No final das contas, embora eu já esteja bem mais velha do que quando comecei e não tenha o mesmo "estilo" de jogo no simulador, The Sims está sendo mais divertido do que nunca - é como se morar sozinha em um apartamento humilde porém completamente meu no jogo compensasse um pouquinho o fato das coisas não irem exatamente como o planejado na vida real. A pergunta do meu amigo, contudo, continuava cutucando em algum lugar da minha mente: qual era o sentido de jogar algo que imitava a vida real? Dedicar meu tempo ao jogo não acabava por se tornar um obstáculo para conquistar justamente as coisas que eu almejava em jogo - visto que eu me dedicava menos a coisas ditas como "mais importantes"? A unica resposta que pareceu certa para mim foi que não precisa ter sentido, só precisa ser divertido
Acontece que, ultimamente, nossa sociedade da pressa e da produtividade colocou o lazer como algo fútil, uma perca do precioso tempo. O ócio é visto como contraprodutivo e julgado como preguiça, enquanto a sobrecarga e o estresse que vivemos cotidianamente não apenas são aclamados como esforço e trabalho duro, como incentivados desde muito cedo. Já na escola aprendemos que o dever vem antes da diversão e, juro, eu compreendo e concordo com a importância de nos comprometermos com nossas responsabilidades - mas me recuso a acreditar que devemos virar máquinas que se sentem culpadas por tirar alguns minutos para respirar e se divertir. É como se estivéssemos o tempo todo com a barra de diversão no mínimo e, olha, minha experiência de jogo no The Sims 4 mostra que o humor tenso por falta de atividades interessantes é bem prejudicial para qualquer outra ação que você queira exercer. Então relaxe, pegue um livro ou instale um jogo novo - você merece um tempo para fazer o que ama. 

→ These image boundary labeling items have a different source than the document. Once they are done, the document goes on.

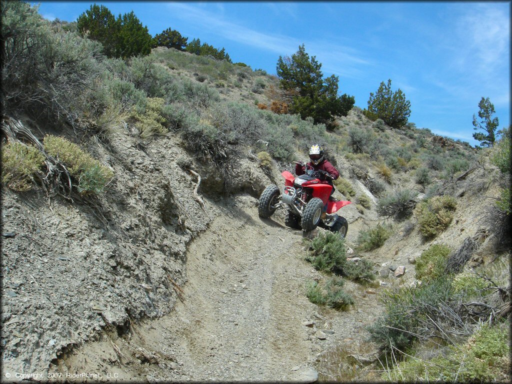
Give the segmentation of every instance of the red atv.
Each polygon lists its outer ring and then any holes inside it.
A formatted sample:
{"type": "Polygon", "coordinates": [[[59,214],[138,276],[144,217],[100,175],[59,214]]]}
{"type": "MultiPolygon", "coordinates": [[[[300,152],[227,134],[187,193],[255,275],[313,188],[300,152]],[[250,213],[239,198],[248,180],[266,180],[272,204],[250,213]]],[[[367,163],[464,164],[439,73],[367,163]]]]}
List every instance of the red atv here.
{"type": "Polygon", "coordinates": [[[288,211],[285,224],[288,227],[311,231],[318,226],[338,232],[342,238],[347,236],[348,223],[335,212],[351,202],[330,197],[333,187],[325,181],[330,178],[328,173],[311,168],[297,177],[287,170],[281,175],[285,180],[282,195],[277,185],[272,184],[265,188],[258,204],[260,216],[269,218],[276,209],[287,208],[288,211]],[[322,218],[323,213],[326,215],[322,218]]]}

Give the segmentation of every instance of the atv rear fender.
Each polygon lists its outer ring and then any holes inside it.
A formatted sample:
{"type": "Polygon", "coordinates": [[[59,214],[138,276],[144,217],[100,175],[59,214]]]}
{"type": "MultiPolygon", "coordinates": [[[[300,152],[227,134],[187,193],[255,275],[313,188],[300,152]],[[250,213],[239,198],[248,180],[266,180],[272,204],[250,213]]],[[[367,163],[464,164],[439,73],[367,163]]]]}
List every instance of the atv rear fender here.
{"type": "Polygon", "coordinates": [[[288,172],[287,170],[283,171],[281,175],[282,175],[283,177],[285,178],[285,186],[293,186],[293,180],[295,180],[295,176],[288,172]]]}

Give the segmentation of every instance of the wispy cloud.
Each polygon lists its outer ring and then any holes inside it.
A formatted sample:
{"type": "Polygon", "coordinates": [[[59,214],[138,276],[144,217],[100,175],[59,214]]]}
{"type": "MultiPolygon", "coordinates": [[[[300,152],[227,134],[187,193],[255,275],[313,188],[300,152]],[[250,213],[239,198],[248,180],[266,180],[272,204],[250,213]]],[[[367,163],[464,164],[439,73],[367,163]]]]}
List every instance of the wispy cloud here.
{"type": "Polygon", "coordinates": [[[475,141],[475,139],[473,138],[472,136],[462,134],[458,132],[453,131],[450,132],[438,129],[431,129],[431,131],[432,131],[433,133],[442,136],[447,136],[449,137],[453,137],[456,139],[460,139],[461,140],[469,141],[470,142],[475,141]]]}
{"type": "Polygon", "coordinates": [[[52,15],[51,13],[45,13],[42,15],[44,18],[46,18],[47,20],[49,20],[51,22],[53,22],[55,19],[55,16],[52,15]]]}
{"type": "Polygon", "coordinates": [[[493,6],[487,3],[468,7],[456,26],[467,55],[486,71],[506,62],[509,57],[510,19],[503,7],[493,6]]]}
{"type": "Polygon", "coordinates": [[[300,44],[298,40],[292,37],[258,32],[226,21],[219,15],[188,4],[173,3],[167,4],[167,7],[175,17],[200,25],[203,29],[225,38],[255,48],[286,54],[294,52],[300,44]]]}
{"type": "MultiPolygon", "coordinates": [[[[288,5],[286,4],[287,7],[288,5]]],[[[167,6],[176,17],[186,19],[189,23],[200,25],[202,28],[207,29],[210,33],[280,55],[291,55],[296,52],[300,45],[304,44],[306,51],[311,56],[316,56],[318,61],[323,63],[324,72],[357,77],[363,73],[361,66],[369,63],[361,58],[356,50],[350,47],[324,41],[301,41],[289,36],[260,32],[227,21],[219,14],[188,4],[171,3],[167,6]]],[[[293,9],[292,8],[290,11],[292,14],[293,9]]]]}

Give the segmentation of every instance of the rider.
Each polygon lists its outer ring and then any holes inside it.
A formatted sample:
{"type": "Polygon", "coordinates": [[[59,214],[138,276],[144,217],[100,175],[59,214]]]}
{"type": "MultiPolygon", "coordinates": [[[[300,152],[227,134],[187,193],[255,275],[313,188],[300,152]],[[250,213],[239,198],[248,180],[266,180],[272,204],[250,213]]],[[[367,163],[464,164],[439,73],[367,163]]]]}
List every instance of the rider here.
{"type": "MultiPolygon", "coordinates": [[[[334,165],[326,159],[325,156],[324,156],[324,147],[319,144],[314,144],[309,147],[309,158],[311,161],[306,164],[308,168],[312,168],[314,170],[325,171],[330,176],[330,177],[324,177],[323,178],[325,179],[325,182],[332,187],[331,197],[329,198],[332,200],[332,194],[334,193],[334,186],[332,184],[332,180],[335,180],[339,177],[339,172],[334,168],[334,165]]],[[[295,173],[297,176],[304,175],[306,173],[306,167],[303,165],[297,164],[295,166],[295,173]]]]}

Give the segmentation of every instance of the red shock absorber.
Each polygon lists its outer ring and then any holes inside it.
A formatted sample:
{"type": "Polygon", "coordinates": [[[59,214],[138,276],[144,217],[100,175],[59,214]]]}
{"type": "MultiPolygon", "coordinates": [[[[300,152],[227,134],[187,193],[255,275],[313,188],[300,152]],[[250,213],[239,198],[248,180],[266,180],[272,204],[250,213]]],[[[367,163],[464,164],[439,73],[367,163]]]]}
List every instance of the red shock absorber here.
{"type": "Polygon", "coordinates": [[[308,196],[306,194],[303,194],[301,195],[301,199],[304,202],[304,204],[306,204],[306,199],[307,198],[308,196]]]}

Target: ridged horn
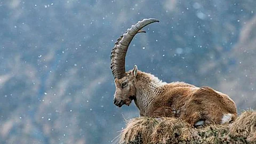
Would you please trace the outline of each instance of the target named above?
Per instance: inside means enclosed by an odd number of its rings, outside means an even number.
[[[127,31],[121,35],[115,43],[110,57],[110,68],[115,78],[121,79],[125,76],[125,55],[132,38],[137,33],[146,33],[145,31],[140,29],[155,22],[159,22],[159,20],[150,18],[145,19],[138,22],[135,25],[132,25],[131,28],[128,29]]]

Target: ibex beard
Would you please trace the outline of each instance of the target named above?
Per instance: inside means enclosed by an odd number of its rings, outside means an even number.
[[[139,21],[117,39],[111,53],[111,69],[116,92],[114,103],[129,106],[133,100],[142,116],[175,117],[194,126],[224,124],[235,120],[237,112],[235,102],[226,94],[209,87],[198,87],[183,82],[163,82],[137,66],[126,72],[125,55],[136,34],[145,32],[143,27],[157,19]]]

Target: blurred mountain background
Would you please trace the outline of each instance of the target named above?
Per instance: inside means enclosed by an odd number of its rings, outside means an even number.
[[[139,20],[126,56],[167,82],[209,86],[238,112],[255,109],[256,3],[216,1],[0,1],[0,143],[112,143],[133,103],[117,108],[110,54]]]

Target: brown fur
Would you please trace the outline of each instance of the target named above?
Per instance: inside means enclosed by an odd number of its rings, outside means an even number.
[[[122,87],[124,82],[127,84]],[[204,124],[222,124],[227,114],[230,118],[225,123],[237,117],[236,105],[228,95],[209,87],[163,83],[153,75],[138,71],[137,66],[115,83],[116,105],[129,106],[134,100],[141,116],[178,117],[192,125],[200,121]]]

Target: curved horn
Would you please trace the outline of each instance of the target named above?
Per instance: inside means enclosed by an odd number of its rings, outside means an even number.
[[[128,46],[136,34],[146,33],[141,30],[143,27],[155,22],[159,22],[155,19],[145,19],[138,22],[135,25],[128,29],[127,31],[123,34],[115,43],[115,46],[111,52],[111,66],[112,74],[115,78],[121,79],[125,75],[125,55]]]

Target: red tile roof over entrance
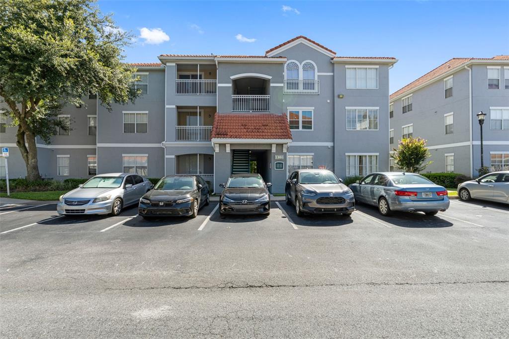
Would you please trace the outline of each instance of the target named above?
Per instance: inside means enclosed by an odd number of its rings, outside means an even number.
[[[286,114],[216,113],[212,138],[292,139]]]

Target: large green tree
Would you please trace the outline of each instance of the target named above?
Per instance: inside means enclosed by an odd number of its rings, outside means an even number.
[[[18,127],[16,145],[27,178],[40,178],[36,137],[46,143],[65,105],[97,93],[112,102],[132,101],[135,71],[122,62],[128,34],[90,0],[0,0],[0,96]]]
[[[433,162],[426,161],[431,154],[426,147],[426,140],[422,138],[403,138],[398,149],[392,150],[390,156],[394,159],[394,164],[405,172],[419,173]]]

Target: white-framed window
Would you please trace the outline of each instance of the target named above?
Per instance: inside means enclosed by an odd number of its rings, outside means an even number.
[[[490,152],[491,171],[509,171],[509,152]]]
[[[347,107],[345,108],[347,111],[347,130],[378,130],[378,107]]]
[[[500,66],[488,66],[488,88],[497,90],[500,88]]]
[[[5,178],[5,158],[0,157],[0,178]]]
[[[454,113],[451,112],[444,114],[444,122],[445,124],[445,134],[451,134],[454,133]]]
[[[149,112],[124,111],[124,133],[147,133],[149,124]]]
[[[56,156],[57,175],[68,176],[69,174],[71,156],[59,155]]]
[[[509,66],[504,66],[504,84],[506,90],[509,90]]]
[[[413,124],[405,125],[401,127],[401,138],[407,139],[413,136]]]
[[[445,172],[454,172],[454,153],[445,153]]]
[[[291,174],[296,170],[313,168],[313,154],[294,154],[287,155],[288,173]]]
[[[378,88],[378,66],[347,65],[345,67],[346,68],[347,89]]]
[[[97,135],[97,116],[87,116],[89,121],[89,135]]]
[[[453,96],[453,77],[444,79],[444,91],[445,98]]]
[[[64,125],[67,126],[67,130],[64,128],[58,127],[59,135],[71,135],[71,116],[60,115],[57,117],[57,119],[64,123]]]
[[[87,156],[87,166],[89,176],[97,175],[97,156],[94,155]]]
[[[347,177],[364,176],[378,171],[378,153],[346,153]]]
[[[410,95],[408,97],[401,99],[401,110],[403,113],[406,113],[412,110],[412,103],[413,102],[413,96]]]
[[[491,129],[509,130],[509,107],[490,107]]]
[[[6,133],[7,131],[7,117],[5,115],[0,114],[0,133]]]
[[[148,172],[148,154],[122,154],[124,173],[135,173],[146,177]]]
[[[289,107],[288,124],[292,130],[312,131],[314,107]]]
[[[137,72],[132,75],[133,79],[138,79],[133,82],[131,88],[135,91],[139,90],[141,94],[147,94],[149,93],[149,73],[147,72]]]

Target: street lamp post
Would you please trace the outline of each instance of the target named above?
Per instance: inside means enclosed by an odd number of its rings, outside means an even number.
[[[486,117],[486,114],[482,110],[476,116],[480,127],[480,167],[483,168],[484,167],[484,154],[483,153],[483,124],[484,124],[484,119]]]

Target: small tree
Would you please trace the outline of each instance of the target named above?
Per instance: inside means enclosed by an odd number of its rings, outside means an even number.
[[[396,167],[405,172],[419,173],[433,162],[426,159],[431,154],[426,147],[426,140],[421,138],[404,138],[399,143],[398,149],[391,157],[394,159]]]
[[[134,100],[135,71],[122,62],[129,36],[90,0],[0,0],[0,96],[3,113],[18,127],[16,144],[27,179],[40,178],[36,136],[49,143],[64,105],[97,93],[112,102]]]

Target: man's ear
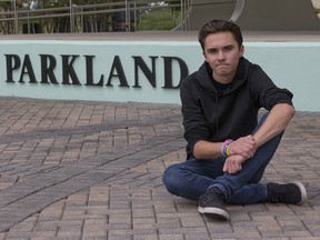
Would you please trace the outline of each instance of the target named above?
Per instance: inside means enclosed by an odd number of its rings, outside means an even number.
[[[202,56],[204,58],[204,61],[207,62],[207,57],[206,57],[206,52],[204,51],[202,51]]]

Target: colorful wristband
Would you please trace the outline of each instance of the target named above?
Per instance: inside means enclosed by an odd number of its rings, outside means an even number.
[[[232,139],[228,139],[223,142],[223,144],[220,149],[220,153],[222,157],[228,158],[230,156],[229,146],[231,144],[231,142],[233,142]]]

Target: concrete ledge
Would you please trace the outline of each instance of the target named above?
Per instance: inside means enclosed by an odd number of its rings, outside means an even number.
[[[320,110],[319,32],[244,31],[244,41],[297,110]],[[197,32],[4,36],[0,46],[3,97],[180,103],[180,81],[203,61]]]

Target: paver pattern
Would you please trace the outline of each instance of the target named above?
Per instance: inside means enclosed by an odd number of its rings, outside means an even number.
[[[319,112],[297,112],[263,178],[302,181],[308,202],[219,222],[162,184],[186,159],[180,106],[0,100],[0,240],[320,239]]]

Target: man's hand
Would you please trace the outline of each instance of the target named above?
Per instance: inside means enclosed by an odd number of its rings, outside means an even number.
[[[249,134],[231,142],[229,146],[230,156],[242,156],[244,160],[252,158],[256,152],[256,141],[253,136]]]
[[[223,172],[228,172],[230,174],[237,173],[238,171],[240,171],[242,169],[242,163],[246,160],[247,159],[240,154],[234,154],[234,156],[228,157],[224,161]]]

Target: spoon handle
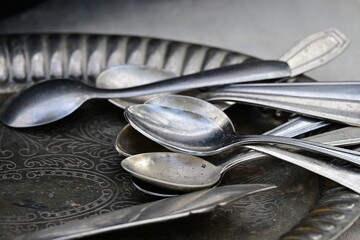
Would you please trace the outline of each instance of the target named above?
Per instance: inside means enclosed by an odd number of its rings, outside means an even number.
[[[89,95],[93,98],[137,97],[163,92],[179,92],[201,87],[284,78],[290,75],[290,68],[285,62],[256,61],[225,66],[131,88],[91,88]]]
[[[332,164],[272,146],[256,145],[249,148],[303,167],[360,193],[360,171],[357,168]]]
[[[330,132],[325,132],[311,137],[307,137],[304,138],[303,140],[323,143],[337,147],[352,146],[360,143],[360,128],[345,127]],[[251,146],[247,146],[247,148],[251,149]],[[260,152],[254,152],[254,151],[241,153],[236,156],[230,156],[228,159],[224,159],[222,163],[222,165],[224,166],[223,171],[227,171],[239,163],[261,159],[266,156],[267,156],[266,154]]]
[[[315,69],[342,53],[350,40],[335,28],[326,29],[301,40],[280,61],[287,62],[291,76]]]
[[[360,82],[244,84],[201,96],[266,106],[360,126]]]
[[[232,143],[227,145],[227,147],[232,147],[235,145],[251,145],[251,144],[281,144],[288,145],[293,147],[299,147],[302,150],[307,150],[311,152],[316,152],[319,154],[328,155],[335,158],[340,158],[342,160],[352,162],[356,165],[360,165],[360,153],[348,149],[333,147],[330,145],[325,145],[317,142],[310,142],[306,140],[279,137],[279,136],[265,136],[265,135],[241,135],[235,136],[231,140]]]

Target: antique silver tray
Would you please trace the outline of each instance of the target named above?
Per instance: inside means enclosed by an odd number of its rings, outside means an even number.
[[[94,85],[103,68],[146,64],[177,75],[253,61],[201,45],[110,35],[1,36],[0,96],[41,79],[69,77]],[[305,76],[301,80],[309,81]],[[122,110],[104,100],[85,104],[47,126],[0,125],[0,239],[116,209],[155,201],[139,192],[113,147],[126,124]],[[237,130],[261,133],[289,117],[237,105],[228,112]],[[248,118],[256,121],[248,121]],[[335,239],[359,217],[359,195],[276,159],[232,169],[222,184],[272,183],[211,214],[103,234],[106,239]],[[97,236],[98,238],[99,236]]]

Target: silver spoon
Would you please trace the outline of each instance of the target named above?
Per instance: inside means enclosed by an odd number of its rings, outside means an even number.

Meu amor é um pouco Felícia até no The Sims (imagem extremamente fidedigna)
Essa postagem acabou ficando um bocado maior do que eu tinha planejado a princípio... Oh, well, espero que algum de vocês tenha tido a paciência de chegar até aqui - e que tenham gostado, principalmente! Seguindo o meu próprio conselho, vou ali ler um pouquinho...

Vocês também jogam ou já jogaram The Sims? Também toca de alguma forma? Me contem nos comentários!